Pour bien des Français la menace est encore surtout terrestre ; leurs regards restent fixés sur la ligne bleue des Vosges cependant que les menaces venant de la mer, source de richesses et voie de nos approvisionnements vitaux, sont autrement plus redoutables et plus probables. Pour y faire face le cas échéant, ne serait-il pas temps de doter notre Marine d'armes nucléaires tactiques ?
Quelques aspects de l'évolution des menaces et de leurs parades
Pendant des siècles, la France a vécu tournée vers l’Est, adossée à l’Océan, prête à repousser par la force de ses armées les ennemis qui tenteraient d’envahir son territoire. Et elle a eu bien souvent à le faire. Elle en est restée profondément marquée dans son inconscient collectif.

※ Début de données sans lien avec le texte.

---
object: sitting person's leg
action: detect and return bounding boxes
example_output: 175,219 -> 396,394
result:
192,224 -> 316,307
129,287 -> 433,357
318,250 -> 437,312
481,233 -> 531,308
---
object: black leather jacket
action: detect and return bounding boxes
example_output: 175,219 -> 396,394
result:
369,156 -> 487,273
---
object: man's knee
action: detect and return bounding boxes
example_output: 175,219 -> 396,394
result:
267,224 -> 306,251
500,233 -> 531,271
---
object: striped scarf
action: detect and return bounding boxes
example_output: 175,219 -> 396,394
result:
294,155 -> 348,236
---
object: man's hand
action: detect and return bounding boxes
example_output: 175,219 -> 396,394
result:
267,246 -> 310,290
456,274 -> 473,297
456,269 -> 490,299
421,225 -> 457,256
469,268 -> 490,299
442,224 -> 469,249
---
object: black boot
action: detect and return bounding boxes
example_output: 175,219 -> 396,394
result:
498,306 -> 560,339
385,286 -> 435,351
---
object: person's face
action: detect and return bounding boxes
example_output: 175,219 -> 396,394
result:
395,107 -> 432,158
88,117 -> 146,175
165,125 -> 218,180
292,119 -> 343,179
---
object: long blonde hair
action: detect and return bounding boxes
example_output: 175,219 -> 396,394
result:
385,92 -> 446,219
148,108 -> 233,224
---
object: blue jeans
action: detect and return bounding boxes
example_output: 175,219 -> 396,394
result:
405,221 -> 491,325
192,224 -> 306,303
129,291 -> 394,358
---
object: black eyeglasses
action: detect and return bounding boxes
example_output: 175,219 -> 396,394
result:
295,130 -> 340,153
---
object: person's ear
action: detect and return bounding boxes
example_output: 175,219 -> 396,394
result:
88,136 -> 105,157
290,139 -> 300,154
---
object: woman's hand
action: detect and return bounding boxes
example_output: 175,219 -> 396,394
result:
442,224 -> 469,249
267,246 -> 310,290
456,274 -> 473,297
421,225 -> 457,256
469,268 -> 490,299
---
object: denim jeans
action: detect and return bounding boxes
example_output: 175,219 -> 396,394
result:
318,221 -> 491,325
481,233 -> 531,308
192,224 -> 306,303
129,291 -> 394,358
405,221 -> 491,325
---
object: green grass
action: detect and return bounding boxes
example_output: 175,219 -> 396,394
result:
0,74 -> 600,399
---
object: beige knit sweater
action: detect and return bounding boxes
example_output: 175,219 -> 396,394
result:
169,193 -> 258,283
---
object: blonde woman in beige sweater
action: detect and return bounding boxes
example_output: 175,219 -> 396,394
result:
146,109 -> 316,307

Pour les gens de la génération de mon grand-père, qui avaient connu successivement la guerre de 1870, puis celle de 1914, puis celle de 1939, une question du genre de celles qu’on pose volontiers aujourd’hui à propos des menaces qui pèsent sur la France aurait fait se lever les sourcils d’étonnement : la menace, bien sûr, elle venait de l’Est, et par la terre, et c’était grâce à une armée puissante et nombreuse qu’on pouvait y faire face. Tout était très simple. Défendue par la mer, la France ne risquait rien ni au Sud, ni à l’Ouest, et toute sa force et sa vigilance devaient être concentrées vers le continent. Il était bon de pouvoir faire usage des voies maritimes à cause de nos colonies et pour garder ouvert l’accès de notre territoire au commerce mondial et au soutien apporté par des alliés éventuels. Mais au fond, en cas de nécessité, on s’en passerait.
La génération de mon père voyait les choses d’une façon fort analogue. Pour elle, cependant, la mer avait pris davantage d’importance. Plus encore que par le passé, on lui attribuait une valeur de protection (l’échec de l’opération des Dardanelles n’était pas resté inaperçu). Mais surtout, on s’était mis à mieux percevoir ses possibilités, à se rendre compte qu’elle était la voie d’accès nécessaire pour le matériel et les renforts apportés par nos alliés, et que sans sa libre disposition, la France, qui ne pouvait plus lutter seule, serait perdue. D’autre part, la puissance aérienne était venue prendre sa place dans la bataille. Mais, pour l’opinion publique, elle n’était encore qu’une contribution supplémentaire à la puissance des armées de terre. La ligne bleue des Vosges gardait pour tous la même valeur magique.